High-level resistance to 3'-azido-3'-deoxythimidine due to a deletion in the reverse transcriptase gene of human immunodeficiency virus type 1.


A variant of human immunodeficiency virus type 1 (HIV-1) possessing a deletion in the reverse transcriptase (RT) gene at codon 67 was identified in a patient who had failed combination antiretroviral therapy. This deletion initially emerged under the selective pressure of combination therapy with 3'-azido-3'-deoxythymidine (AZT) plus 2',3'-dideoxyinosine. It has persisted for more than 3 years in association with the accumulation of a variety of other well-described drug resistance mutations and an uncharacterized mutation at RT codon 69 (T69G). Phenotypic studies demonstrated that the codon 67 deletion by itself had little effect on AZT sensitivity. However, in the context of the T69G mutation and three other mutations known to be associated with AZT resistance (K70R, T215F, and K219Q), this deletion led to a increase in AZT resistance from 8. 5-fold to 445-fold.

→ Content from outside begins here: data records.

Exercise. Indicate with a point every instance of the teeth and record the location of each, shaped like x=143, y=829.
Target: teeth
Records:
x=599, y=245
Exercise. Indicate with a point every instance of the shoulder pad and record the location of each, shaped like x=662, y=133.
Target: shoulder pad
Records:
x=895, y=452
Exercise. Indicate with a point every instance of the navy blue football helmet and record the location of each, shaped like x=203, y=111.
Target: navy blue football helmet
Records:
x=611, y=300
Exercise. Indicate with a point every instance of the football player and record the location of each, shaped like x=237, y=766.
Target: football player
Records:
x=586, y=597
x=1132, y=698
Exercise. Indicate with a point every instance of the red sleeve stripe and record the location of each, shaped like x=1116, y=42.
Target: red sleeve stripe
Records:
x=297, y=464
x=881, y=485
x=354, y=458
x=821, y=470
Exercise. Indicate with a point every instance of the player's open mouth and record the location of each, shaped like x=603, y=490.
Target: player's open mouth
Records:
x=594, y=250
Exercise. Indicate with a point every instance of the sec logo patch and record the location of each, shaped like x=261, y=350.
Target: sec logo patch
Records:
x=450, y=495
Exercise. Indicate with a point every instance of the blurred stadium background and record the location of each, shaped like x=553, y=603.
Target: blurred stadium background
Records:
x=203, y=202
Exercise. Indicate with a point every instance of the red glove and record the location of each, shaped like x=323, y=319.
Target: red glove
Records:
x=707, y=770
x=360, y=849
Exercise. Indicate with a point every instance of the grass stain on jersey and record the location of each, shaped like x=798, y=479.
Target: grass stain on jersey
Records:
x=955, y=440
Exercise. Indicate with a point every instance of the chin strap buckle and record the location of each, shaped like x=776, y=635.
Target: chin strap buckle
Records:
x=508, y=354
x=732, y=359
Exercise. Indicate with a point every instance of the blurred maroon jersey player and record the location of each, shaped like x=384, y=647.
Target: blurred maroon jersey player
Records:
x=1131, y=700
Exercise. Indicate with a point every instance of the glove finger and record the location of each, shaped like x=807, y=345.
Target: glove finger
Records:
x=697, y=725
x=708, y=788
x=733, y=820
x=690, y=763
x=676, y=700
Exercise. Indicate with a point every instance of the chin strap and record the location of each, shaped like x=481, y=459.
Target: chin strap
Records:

A further increase in resistance (up to 1, 813-fold) was observed when two mutations associated with nonnucleoside RT inhibitor resistance (K103N and L74I) were added to the deletion T69G K70R T215F K219Q construct. Hence, these results establish that a deletion at RT codon 67 may be selected for in the presence of antiretroviral therapy and may lead to high-level resistance to AZT.